🤖 AI Summary
This work studies the convergence of stochastic gradient descent (SGD) for locally strongly convex, subquadratic-tailed objective functions—such as the Huber loss—arising in online robust and quantile regression, where the loss is first-order differentiable but not twice differentiable. We introduce a novel piecewise Lyapunov function framework, enabling the first geometric convergence analysis for merely once-differentiable objectives. Under constant step sizes, we establish weak convergence, a central limit theorem, and finite-sample bias bounds; under decaying step sizes, we derive unified finite-time convergence rates.
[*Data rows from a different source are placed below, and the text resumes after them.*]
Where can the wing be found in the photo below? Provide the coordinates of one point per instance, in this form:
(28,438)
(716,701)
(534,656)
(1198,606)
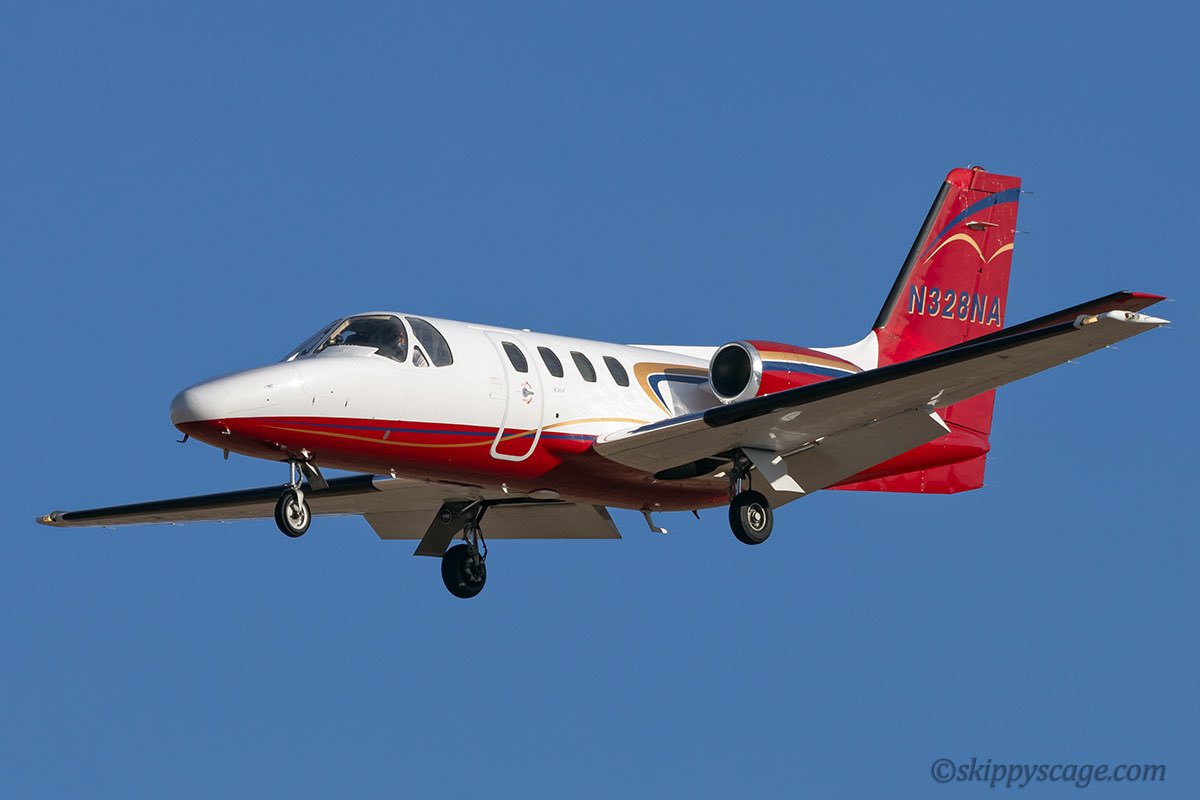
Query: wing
(869,415)
(394,507)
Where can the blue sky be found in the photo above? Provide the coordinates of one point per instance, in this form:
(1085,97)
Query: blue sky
(192,190)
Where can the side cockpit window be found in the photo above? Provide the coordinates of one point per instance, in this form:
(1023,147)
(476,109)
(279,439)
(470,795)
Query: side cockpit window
(313,342)
(383,332)
(431,338)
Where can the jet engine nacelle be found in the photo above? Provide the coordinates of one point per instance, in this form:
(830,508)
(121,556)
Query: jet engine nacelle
(739,371)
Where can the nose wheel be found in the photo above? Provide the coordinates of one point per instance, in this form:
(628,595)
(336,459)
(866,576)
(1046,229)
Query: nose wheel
(292,513)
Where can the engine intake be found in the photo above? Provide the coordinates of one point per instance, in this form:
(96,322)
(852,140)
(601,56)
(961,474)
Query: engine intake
(736,372)
(739,371)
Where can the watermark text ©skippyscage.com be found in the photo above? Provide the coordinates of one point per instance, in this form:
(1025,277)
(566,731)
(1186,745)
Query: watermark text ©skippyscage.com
(1018,775)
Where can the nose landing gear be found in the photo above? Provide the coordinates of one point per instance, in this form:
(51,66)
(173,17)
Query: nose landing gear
(292,513)
(750,516)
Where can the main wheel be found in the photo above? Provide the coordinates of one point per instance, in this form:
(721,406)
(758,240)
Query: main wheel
(292,513)
(463,571)
(750,517)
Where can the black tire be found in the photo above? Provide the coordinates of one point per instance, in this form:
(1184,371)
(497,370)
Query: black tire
(463,571)
(750,517)
(292,515)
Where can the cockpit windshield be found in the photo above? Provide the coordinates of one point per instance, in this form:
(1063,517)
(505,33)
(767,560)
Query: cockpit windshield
(383,332)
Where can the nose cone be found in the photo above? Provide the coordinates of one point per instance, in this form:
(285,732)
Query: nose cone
(201,403)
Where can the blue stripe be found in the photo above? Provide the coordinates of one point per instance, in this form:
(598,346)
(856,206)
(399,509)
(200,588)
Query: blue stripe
(545,434)
(999,198)
(796,366)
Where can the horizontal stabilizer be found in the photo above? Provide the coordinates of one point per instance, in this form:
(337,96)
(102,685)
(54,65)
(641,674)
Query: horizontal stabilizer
(790,420)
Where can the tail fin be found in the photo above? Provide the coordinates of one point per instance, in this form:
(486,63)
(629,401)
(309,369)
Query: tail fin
(952,288)
(954,284)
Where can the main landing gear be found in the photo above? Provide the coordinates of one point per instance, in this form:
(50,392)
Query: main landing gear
(292,513)
(465,566)
(750,515)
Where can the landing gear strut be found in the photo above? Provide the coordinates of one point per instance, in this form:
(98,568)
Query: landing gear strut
(292,513)
(750,515)
(463,566)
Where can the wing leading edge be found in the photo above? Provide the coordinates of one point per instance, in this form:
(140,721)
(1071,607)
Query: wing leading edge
(394,507)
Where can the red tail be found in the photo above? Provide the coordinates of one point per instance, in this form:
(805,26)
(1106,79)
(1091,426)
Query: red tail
(953,287)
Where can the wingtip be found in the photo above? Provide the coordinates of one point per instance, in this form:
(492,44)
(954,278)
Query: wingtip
(1122,317)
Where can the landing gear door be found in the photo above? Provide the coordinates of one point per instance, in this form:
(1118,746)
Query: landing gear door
(520,428)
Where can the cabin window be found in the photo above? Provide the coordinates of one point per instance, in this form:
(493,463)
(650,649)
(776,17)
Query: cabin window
(516,356)
(583,366)
(552,364)
(617,371)
(435,344)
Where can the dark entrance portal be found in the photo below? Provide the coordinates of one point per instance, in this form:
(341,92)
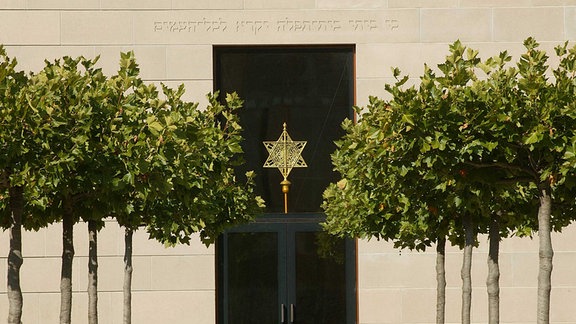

Key theoretical advances include: (i) consistency of quantile regression without assuming continuity of the conditional density—a long-standing requirement—and (ii) robustness to heavy-tailed noise and subexponential covariates. These results substantially strengthen theoretical foundations and broaden practical applicability for robust statistical learning.
📝 Abstract
Motivated by robust and quantile regression problems, {we investigate the stochastic gradient descent (SGD) algorithm} for minimizing an objective function $f$ that is locally strongly convex with a sub--quadratic tail. This setting covers many widely used online statistical methods. We introduce a novel piecewise Lyapunov function that enables us to handle functions $f$ with only first-order differentiability, which includes a wide range of popular loss functions such as Huber loss. Leveraging our proposed Lyapunov function, we derive finite-time moment bounds under general diminishing stepsizes, as well as constant stepsizes. We further establish the weak convergence, central limit theorem and bias characterization under constant stepsize, providing the first geometrical convergence result for sub--quadratic SGD. Our results have wide applications, especially in online statistical methods. In particular, we discuss two applications of our results. 1) Online robust regression: We consider a corrupted linear model with sub--exponential covariates and heavy--tailed noise. Our analysis provides convergence rates comparable to those for corrupted models with Gaussian covariates and noise. 2) Online quantile regression: Importantly, our results relax the common assumption in prior work that the conditional density is continuous and provide a more fine-grained analysis for the moment bounds.